1. A l’instar des entités financières (banques, assurances, fonds de pension, fonds de placement), les moyens de transport et de communication deviennent de plus en plus gigantesques (comme des pyramides de La Grande-Motte sur l’eau). Là où les uns entassent les milliards, d’autres entassent les passagers - ce qui est d’ailleurs également observable pour les avions. Là où la première version de l’avion Caravelle, en 1958 (il y a 54 ans) emmenait 80 passagers, l’Airbus A-380, en 2012, dans sa version charter A-380-800, emmène, lui, 853 passagers et 20 membres d’équipage.

1 bis. Et notons que la logique à l’oeuvre est la même : comme les milliards placés en Bourse ou prêtés aux Etats ou aux particuliers ne servent qu’à engranger d’autres milliards, la course au gigantisme de moyens de transport (avions ou bateaux), par l’économie d’échelle qu’elle permet, ne sert aux croisiéristes ou compagnies aériennes qu’à engranger le maximum d’argent.

2. Dans les deux cas, lorsqu’il arrive une catastrophe, elle est donc à proportion des moyens engagés. Lorsqu’une Caravelle s’écrasait, c’était 80 morts. Lorsqu’un Airbus A-380 s’écrasera (car, hélas, cela arrivera), ce sera près de 900 morts. Lorsqu’une crise financière avait lieu jadis, elle était fonction des sommes engagées, qui, elles-mêmes, dépendaient des instruments financiers. Aujourd’hui, ces instruments financiers ont été démultipliés par les combinaisons mathématiques et les ordinateurs à un niveau où ils n’existaient pas il y a un demi-siècle (par exemple à l’époque de la Caravelle) : les dégâts sont donc à la mesure des sommes engagées.
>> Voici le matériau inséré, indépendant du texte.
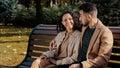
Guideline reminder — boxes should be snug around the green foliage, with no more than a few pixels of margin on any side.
[0,0,18,22]
[85,0,120,26]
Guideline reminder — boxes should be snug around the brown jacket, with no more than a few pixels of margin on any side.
[81,20,113,68]
[44,30,81,65]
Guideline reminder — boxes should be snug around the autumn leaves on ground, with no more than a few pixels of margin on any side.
[0,26,31,66]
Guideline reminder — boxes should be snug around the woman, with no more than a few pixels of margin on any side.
[31,11,80,68]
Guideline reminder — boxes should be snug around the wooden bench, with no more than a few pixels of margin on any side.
[0,25,120,68]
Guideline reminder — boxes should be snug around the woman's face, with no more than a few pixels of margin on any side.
[62,13,74,29]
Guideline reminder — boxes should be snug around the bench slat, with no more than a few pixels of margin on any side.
[31,35,55,40]
[28,52,43,57]
[33,30,57,35]
[30,40,50,46]
[30,46,49,52]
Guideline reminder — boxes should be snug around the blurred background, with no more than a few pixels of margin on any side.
[0,0,120,66]
[0,0,120,27]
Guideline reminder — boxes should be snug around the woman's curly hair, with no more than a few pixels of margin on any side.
[57,10,81,32]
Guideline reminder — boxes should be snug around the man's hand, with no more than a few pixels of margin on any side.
[69,64,80,68]
[49,58,56,65]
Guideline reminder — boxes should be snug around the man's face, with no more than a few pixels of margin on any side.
[79,10,89,26]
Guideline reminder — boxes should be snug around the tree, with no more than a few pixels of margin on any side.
[0,0,18,25]
[34,0,44,23]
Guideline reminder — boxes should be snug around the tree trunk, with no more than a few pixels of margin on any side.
[35,0,44,24]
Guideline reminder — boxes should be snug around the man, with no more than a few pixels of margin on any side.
[53,3,113,68]
[69,3,113,68]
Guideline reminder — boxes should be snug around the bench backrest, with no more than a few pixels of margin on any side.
[19,25,120,68]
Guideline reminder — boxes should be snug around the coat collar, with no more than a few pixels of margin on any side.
[81,19,103,53]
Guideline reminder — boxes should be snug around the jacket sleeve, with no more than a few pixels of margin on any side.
[81,28,113,68]
[56,31,80,65]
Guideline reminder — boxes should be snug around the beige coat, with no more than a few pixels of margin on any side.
[81,20,113,68]
[44,30,81,65]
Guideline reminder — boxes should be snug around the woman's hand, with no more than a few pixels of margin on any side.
[49,39,55,51]
[69,64,80,68]
[49,58,56,65]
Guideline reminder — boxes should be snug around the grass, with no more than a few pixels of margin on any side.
[0,26,31,66]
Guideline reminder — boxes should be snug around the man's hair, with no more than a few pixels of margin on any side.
[79,2,98,17]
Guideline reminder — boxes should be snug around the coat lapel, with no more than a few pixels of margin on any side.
[87,20,102,54]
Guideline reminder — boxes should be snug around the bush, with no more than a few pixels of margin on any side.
[43,3,78,24]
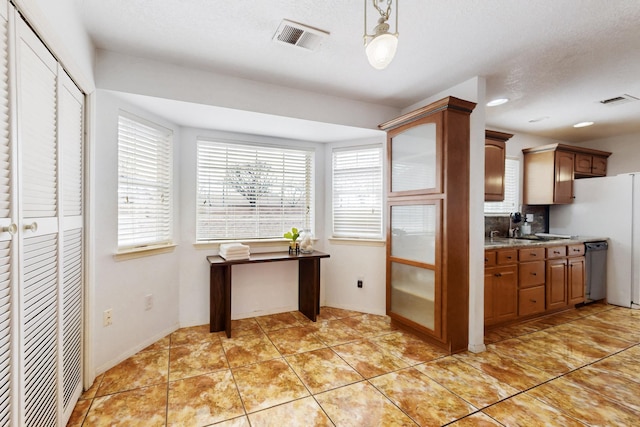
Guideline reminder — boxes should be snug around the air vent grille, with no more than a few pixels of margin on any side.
[273,19,329,50]
[600,93,638,105]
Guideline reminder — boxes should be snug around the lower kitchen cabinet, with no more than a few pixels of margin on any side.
[546,258,569,310]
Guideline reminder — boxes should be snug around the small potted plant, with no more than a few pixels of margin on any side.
[284,227,300,254]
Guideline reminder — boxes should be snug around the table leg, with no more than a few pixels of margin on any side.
[209,265,231,338]
[298,258,320,322]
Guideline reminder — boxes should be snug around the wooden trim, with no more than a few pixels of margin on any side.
[378,96,477,131]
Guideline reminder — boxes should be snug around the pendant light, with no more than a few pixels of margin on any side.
[364,0,398,70]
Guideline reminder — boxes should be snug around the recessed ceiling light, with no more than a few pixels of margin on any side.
[487,98,509,107]
[529,116,549,123]
[573,122,593,128]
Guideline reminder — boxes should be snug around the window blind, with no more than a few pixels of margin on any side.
[118,111,173,249]
[484,157,520,214]
[332,146,382,239]
[196,140,315,241]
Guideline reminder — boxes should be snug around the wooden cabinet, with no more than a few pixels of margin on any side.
[484,250,518,325]
[379,97,475,353]
[522,144,611,205]
[484,130,513,202]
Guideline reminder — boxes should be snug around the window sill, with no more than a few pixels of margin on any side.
[113,243,178,261]
[329,237,387,246]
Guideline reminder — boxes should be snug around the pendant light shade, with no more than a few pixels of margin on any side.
[365,33,398,70]
[364,0,398,70]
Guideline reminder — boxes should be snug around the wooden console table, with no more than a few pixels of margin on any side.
[207,251,329,338]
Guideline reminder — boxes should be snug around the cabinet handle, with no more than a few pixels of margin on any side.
[2,224,18,236]
[24,221,38,233]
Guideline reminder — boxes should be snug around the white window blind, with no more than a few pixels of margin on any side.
[332,146,382,239]
[118,111,173,249]
[484,157,520,214]
[196,140,315,241]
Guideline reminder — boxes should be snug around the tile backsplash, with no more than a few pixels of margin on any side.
[484,205,549,237]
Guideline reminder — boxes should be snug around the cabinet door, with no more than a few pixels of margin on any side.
[553,151,575,204]
[575,153,593,174]
[547,259,568,310]
[568,257,585,304]
[484,139,505,201]
[591,156,607,176]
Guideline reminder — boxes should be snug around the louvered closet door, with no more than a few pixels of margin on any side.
[15,18,60,427]
[58,69,84,420]
[0,0,16,426]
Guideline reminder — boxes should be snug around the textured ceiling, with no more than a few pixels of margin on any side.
[76,0,640,142]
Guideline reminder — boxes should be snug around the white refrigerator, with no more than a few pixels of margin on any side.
[549,172,640,308]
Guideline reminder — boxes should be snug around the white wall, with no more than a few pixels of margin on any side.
[580,133,640,175]
[179,128,330,327]
[88,90,180,373]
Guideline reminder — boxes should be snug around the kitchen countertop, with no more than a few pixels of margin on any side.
[484,236,608,249]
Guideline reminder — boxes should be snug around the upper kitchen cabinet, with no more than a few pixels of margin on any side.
[522,144,611,205]
[484,130,513,202]
[379,97,475,353]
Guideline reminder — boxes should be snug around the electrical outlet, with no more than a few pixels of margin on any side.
[102,308,113,326]
[144,294,153,311]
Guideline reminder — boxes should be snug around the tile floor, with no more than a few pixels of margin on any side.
[68,304,640,427]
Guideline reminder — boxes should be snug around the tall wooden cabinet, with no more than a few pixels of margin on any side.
[484,130,513,202]
[0,0,84,426]
[379,97,475,352]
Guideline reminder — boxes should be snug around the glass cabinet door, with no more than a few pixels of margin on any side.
[388,200,440,330]
[389,123,440,193]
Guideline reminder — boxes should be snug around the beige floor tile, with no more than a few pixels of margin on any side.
[315,381,417,427]
[483,394,584,427]
[167,370,244,426]
[169,325,220,347]
[267,326,326,355]
[313,320,362,346]
[222,335,280,368]
[285,348,363,394]
[369,331,447,365]
[67,399,92,427]
[256,312,301,332]
[526,378,640,426]
[369,368,476,427]
[232,359,309,413]
[449,412,504,427]
[416,357,518,409]
[169,342,229,381]
[564,365,640,412]
[332,341,409,378]
[96,350,169,396]
[249,397,333,427]
[455,350,553,391]
[341,314,397,337]
[84,384,167,427]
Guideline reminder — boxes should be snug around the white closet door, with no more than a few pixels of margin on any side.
[58,68,84,420]
[14,18,60,427]
[0,0,16,426]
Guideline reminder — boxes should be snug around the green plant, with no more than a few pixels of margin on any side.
[284,227,300,242]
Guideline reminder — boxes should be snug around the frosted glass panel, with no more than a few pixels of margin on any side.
[391,262,435,329]
[391,123,436,192]
[391,205,437,264]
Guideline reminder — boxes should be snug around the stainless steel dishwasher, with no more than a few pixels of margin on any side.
[584,241,609,302]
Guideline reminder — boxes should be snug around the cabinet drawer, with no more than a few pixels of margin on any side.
[498,249,518,265]
[518,248,544,262]
[518,261,545,289]
[518,286,544,316]
[484,251,496,267]
[567,244,584,256]
[547,246,567,259]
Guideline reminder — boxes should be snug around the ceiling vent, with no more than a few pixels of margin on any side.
[273,19,329,50]
[600,93,638,105]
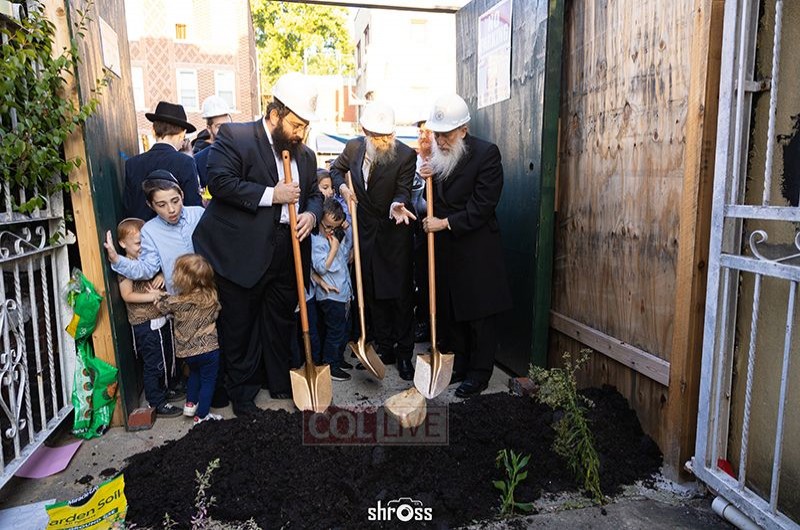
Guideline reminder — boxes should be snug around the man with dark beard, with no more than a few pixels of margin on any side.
[193,73,322,416]
[331,102,416,381]
[420,94,512,398]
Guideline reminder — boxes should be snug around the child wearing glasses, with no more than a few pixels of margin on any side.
[311,197,353,381]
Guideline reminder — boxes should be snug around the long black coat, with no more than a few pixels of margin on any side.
[433,135,512,321]
[122,143,203,221]
[331,137,417,300]
[192,120,322,288]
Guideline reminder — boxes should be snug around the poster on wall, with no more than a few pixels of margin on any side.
[478,0,511,109]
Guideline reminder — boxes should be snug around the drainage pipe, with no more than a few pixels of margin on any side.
[711,497,761,530]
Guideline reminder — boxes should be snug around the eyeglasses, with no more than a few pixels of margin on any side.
[283,118,308,134]
[319,221,341,232]
[364,130,394,140]
[433,129,459,140]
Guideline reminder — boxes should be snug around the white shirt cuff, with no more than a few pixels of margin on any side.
[389,201,403,219]
[258,187,275,206]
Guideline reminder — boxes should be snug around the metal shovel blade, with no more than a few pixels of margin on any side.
[384,386,428,429]
[348,337,386,379]
[414,348,455,399]
[289,364,333,412]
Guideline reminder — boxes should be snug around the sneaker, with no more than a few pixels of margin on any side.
[339,361,353,370]
[183,401,197,418]
[331,367,350,381]
[167,388,186,403]
[156,403,181,418]
[194,412,222,425]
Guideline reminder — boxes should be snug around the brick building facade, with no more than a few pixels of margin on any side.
[125,0,260,146]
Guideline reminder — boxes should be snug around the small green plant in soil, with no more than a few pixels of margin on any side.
[163,458,260,530]
[530,349,605,504]
[493,449,533,517]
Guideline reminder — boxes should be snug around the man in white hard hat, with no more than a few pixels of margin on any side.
[420,94,512,398]
[331,102,416,380]
[194,96,233,191]
[193,73,322,416]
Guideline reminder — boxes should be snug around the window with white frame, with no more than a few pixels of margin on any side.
[131,66,147,110]
[214,70,236,110]
[125,2,144,41]
[169,0,194,42]
[177,68,200,112]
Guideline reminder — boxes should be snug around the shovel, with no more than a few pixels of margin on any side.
[347,173,386,379]
[414,175,454,399]
[281,151,333,412]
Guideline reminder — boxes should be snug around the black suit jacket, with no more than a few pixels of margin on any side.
[433,135,512,321]
[331,137,417,299]
[122,144,203,221]
[192,120,322,288]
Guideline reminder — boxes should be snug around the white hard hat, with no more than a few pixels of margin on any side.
[426,94,469,132]
[272,72,318,121]
[203,96,231,118]
[359,101,394,134]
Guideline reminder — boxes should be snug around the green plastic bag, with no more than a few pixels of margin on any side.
[67,269,117,440]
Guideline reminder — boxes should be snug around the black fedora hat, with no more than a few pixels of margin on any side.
[144,101,197,133]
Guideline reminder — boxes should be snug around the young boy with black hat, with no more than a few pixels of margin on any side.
[122,101,202,221]
[104,169,203,416]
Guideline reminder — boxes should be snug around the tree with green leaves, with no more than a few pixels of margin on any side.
[250,0,353,101]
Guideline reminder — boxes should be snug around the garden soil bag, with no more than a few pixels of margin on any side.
[67,269,117,440]
[45,475,128,530]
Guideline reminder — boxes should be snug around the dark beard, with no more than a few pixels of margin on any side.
[271,118,300,159]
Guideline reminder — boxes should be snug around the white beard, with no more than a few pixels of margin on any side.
[365,136,397,166]
[430,138,467,181]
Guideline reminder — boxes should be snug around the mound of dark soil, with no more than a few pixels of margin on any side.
[124,388,661,529]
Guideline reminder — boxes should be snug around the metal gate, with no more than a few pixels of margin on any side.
[0,4,75,487]
[691,0,800,529]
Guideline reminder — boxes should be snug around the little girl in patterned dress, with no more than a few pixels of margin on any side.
[155,254,222,423]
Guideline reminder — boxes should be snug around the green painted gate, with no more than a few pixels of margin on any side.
[456,0,564,374]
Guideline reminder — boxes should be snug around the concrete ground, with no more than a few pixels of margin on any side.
[0,344,732,530]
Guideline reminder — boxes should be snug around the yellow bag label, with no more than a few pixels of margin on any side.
[46,475,128,530]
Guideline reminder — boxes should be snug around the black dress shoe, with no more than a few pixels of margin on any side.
[448,370,467,385]
[397,359,414,381]
[356,355,397,370]
[456,379,489,398]
[414,322,431,342]
[380,353,397,366]
[233,401,261,418]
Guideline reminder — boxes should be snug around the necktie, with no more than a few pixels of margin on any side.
[361,156,372,189]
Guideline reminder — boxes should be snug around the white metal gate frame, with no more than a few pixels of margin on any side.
[0,7,75,487]
[691,0,800,529]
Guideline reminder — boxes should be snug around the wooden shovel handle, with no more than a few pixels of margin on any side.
[425,177,436,352]
[281,150,314,367]
[347,172,367,338]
3. Comme dans l’économie boursière, c’est le "pilotage" de l’instrument, toujours aux limites de l’équilibre ou de la flottaison, qui provoque le naufrage. Dans le cas des placements en Bourse, chacun spécule sur la montée de ses actions, en essayant de grappiller "le" dernier centime (un "dernier petit sou", comme dit Grezillo - remarquablement interprété par Michel Piccoli - dans Le Sucre), avant que la conjoncture ne se retourne. Et c’est précisément cette attente du dernier centime, cette avidité à ne rien laisser perdre, qui provoque la catastrophe - car, comme les spéculateurs sont moutonniers, personne ne veut vendre le premier. Et tout le monde se casse la figure en même temps. De même aux États-Unis, les banques ont prêté à des emprunteurs à chaque fois moins solvables, elles ont titrisé le plus qu’elles ont pu, pour essayer de "fourguer" à d’autres banques ou à d’autres "investisseurs" le maximum de leurs actions et obligations pourries avant que quelqu’un ne siffle la fin du jeu.

3 bis. Dans le cas du Costa Concordia, le capitaine du navire, qui avait l’habitude de naviguer très près des côtes, a voulu naviguer encore plus près, pour montrer ce qu’il savait faire, pour que les passagers "en aient pour leur argent" (donc pour qu’ils fassent de la publicité de bouche-à -oreille et touchent de nouveaux clients, qui rapporteront encore plus d’argent). Mais il n’a pas su distinguer où était la limite du fond...

4. Comme dans la crise financière, ce sont les gros qui se sauvent en premier. Des passagers rescapés témoignent que des hommes ont bousculé femmes et enfants pour embarquer les premiers dans les canots de sauvetage, certains allant même jusqu’à crier : " I am a V.I.P. ! " [Very Important Person], pour (tenter de) justifier leur muflerie et leur sauvagerie. De même, dans la crise financière, les mesures de rigueur, réclamées ici et là à cor et à cri, ne toucheront que les passagers des cabines du bas, pas ceux des suites princières.

5. Comme dans le cas de la crise financière, les dégâts sont socialisés (comme les bénéfices antérieurs avaient été, eux, privatisés). Après le naufrage du Costa Concordia, ce sont les services publics italiens (police, carabiniers, pompiers, plongeurs, hôpitaux...) qui sont venus au secours des passagers, les membres d’équipage, s’étant eux, défilés, en particulier le capitaine. [De la même façon que Papandréou, Berlusconi ou Madoff avaient été "débarqués"].